Announcing Paul’s Marriage
Not being recognized is tough, but I am used to it by now. I smile and remind her, “Sandy.”
“Sandy,” she repeats. “You’re my daughter.”
At least Bea is not confusing me with the nurse today.
I relate good news as I feed her the porridge Sven made: “Guess what! Paul and Nathalie got married yesterday.”
I stare at her, perplexed. “Paul. My son, Paul. Your grandson.”
The name still doesn’t ring a bell, and yet Bea adores Paul, her first grandchild, named after Paul, her husband.

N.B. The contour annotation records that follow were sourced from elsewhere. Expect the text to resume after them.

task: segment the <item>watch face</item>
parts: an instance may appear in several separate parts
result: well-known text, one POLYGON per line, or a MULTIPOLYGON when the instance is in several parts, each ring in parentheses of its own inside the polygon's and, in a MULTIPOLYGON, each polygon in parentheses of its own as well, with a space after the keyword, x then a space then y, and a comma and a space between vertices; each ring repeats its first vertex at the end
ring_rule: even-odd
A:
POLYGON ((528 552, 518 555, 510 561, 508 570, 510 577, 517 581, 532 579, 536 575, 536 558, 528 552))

My sister-in-law once commented about how good Bea was with children. Betsy appreciated Bea’s opening her arms to Ben, born with Down Syndrome.
“Paul,” Bea repeats in a soft voice, far away somewhere in the past. Maybe she is remembering the days when Paul worked in Wellfleet, the summer she washed his red Lobster Hutt aprons. Bea would get such a kick out of Paul’s girlfriends. Not that there were many, but she always amused us with her curiosity about his love life.
“Now that I’ve had breakfast, let me sleep,” she says.
I know Bea will be pleased when Paul’s marriage finally registers. Getting married was very important to her, and Paul's wife Nathalie is a wonderful woman.
No one was invited to the California wedding. Had I been invited, I could not have gone. There is no one else to care for Bea.
I close the door and let her sleep.
A dreary day from start to finish.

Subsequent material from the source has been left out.